Refusing a literal or linear narrative, these artists choose to tell their stories in non-traditional, sometimes obtuse ways. Apichatpong Weerasethakul's film Blissfully Yours valiantly attempts an abstract and conceptual form of storytelling, using the trademarks of many artistic practitioners of the indirect approach.
The story of Weerasethakul's film is actually quite simple. It revolves around two Thai women, Roong and Orn, who try to help Min, a Burmese immigrant. Min, suffering from a rather disturbing skin condition, is deeply cared for by the two women, who attempt to find him employment, thus offering a secure future. The filmmaker wisely develops the story through a series or narrative vignettes, eliminating the potential for a boring lesson in "how to get working papers."
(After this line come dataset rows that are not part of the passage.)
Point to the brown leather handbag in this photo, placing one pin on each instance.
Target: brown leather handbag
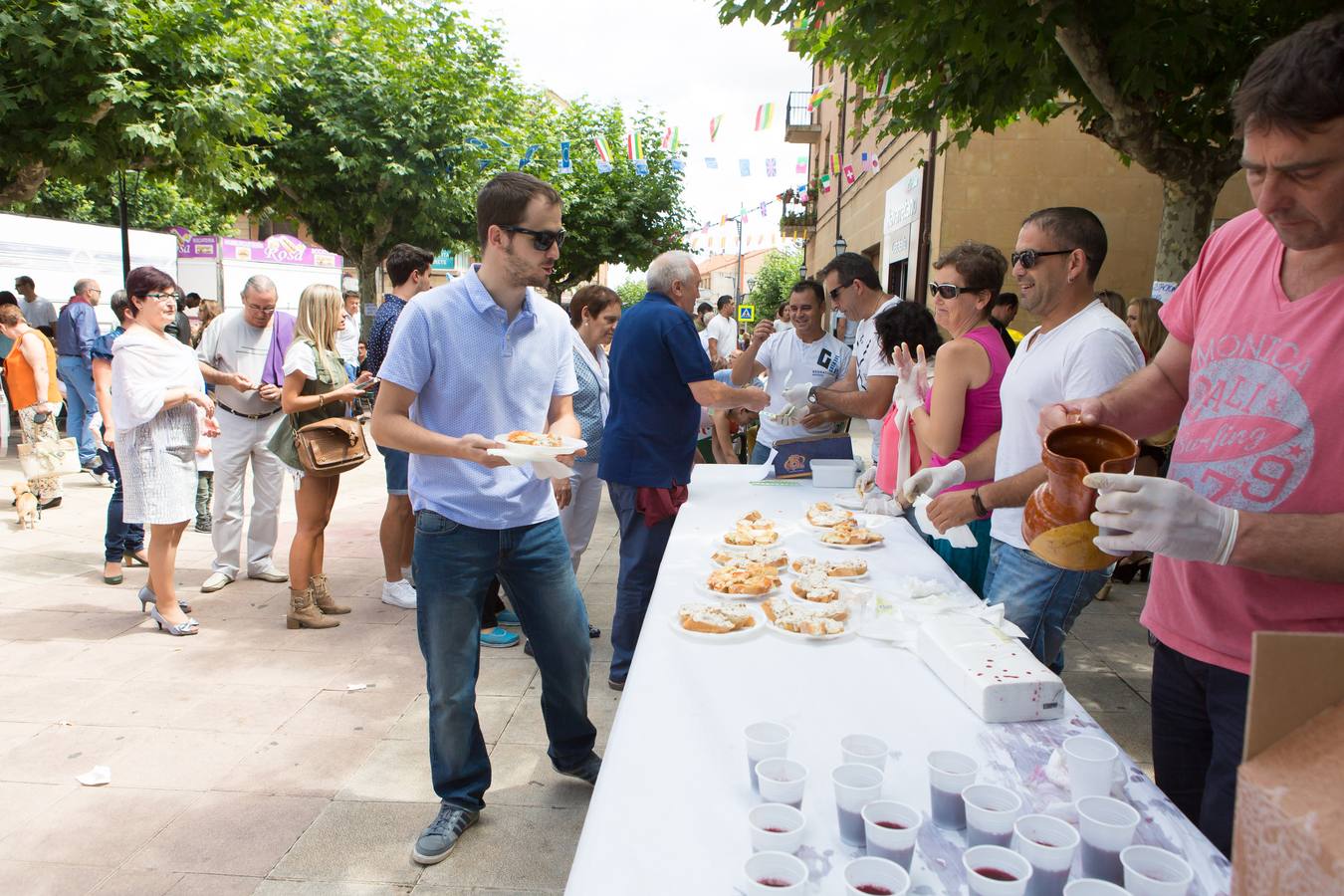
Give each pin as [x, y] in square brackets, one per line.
[331, 446]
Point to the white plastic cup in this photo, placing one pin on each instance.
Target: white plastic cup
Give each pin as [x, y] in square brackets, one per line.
[786, 875]
[1050, 845]
[765, 741]
[1155, 872]
[1106, 826]
[1091, 766]
[887, 841]
[856, 786]
[876, 876]
[782, 781]
[864, 750]
[986, 864]
[991, 813]
[776, 827]
[949, 774]
[1093, 887]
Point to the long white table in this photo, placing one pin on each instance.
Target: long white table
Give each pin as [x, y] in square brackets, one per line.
[669, 810]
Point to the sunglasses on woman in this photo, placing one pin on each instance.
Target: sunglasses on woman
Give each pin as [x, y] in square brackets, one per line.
[542, 239]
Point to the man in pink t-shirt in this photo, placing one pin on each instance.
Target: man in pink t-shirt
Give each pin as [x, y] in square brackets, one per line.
[1247, 528]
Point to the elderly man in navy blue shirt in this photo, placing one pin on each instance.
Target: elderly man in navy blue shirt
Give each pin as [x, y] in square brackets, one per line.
[484, 354]
[660, 380]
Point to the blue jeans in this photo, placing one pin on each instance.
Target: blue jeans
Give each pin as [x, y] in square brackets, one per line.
[121, 538]
[1199, 724]
[1039, 598]
[641, 555]
[453, 564]
[81, 402]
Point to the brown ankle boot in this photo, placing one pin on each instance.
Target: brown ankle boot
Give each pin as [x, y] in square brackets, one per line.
[304, 612]
[323, 596]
The simplicity of the story becomes more fully realized and more abstract as the characters transition to some sort of jungle paradise, where they picnic together. It is in this jungle setting that the director develops the subtleties of the characters, in very unsubtle ways. The jungle picnic is drenched in explicit, carnal sexuality, presumably designed to underscore the naiveté of Min, the aging desire of Orn, and the youthful exploration of Roong.
Ultimately, Weerasethakul's attempt to use this avant-garde, highly stylized approach falls short, as the film roams endlessly and uninterestingly through the experience of the three characters. The camera work is simple, bordering on the amateurish, often framing compositions in a static setup that simply lacks any aesthetic or elegance. Though the performances are strong, the actors cannot overcome the sparse dialogue, which adds little richness or depth to the film.
Perhaps better editing and more attention to the visual quality of the piece could have propelled the film to a place of greater impact. As it stands, it is a film that serious moviegoers will want to see, for its inventive approach to the broader and more diverse art of filmic storytelling.
Blissfully Yours screens Saturday, September 11, at the Dryden Theatre in the George Eastman House.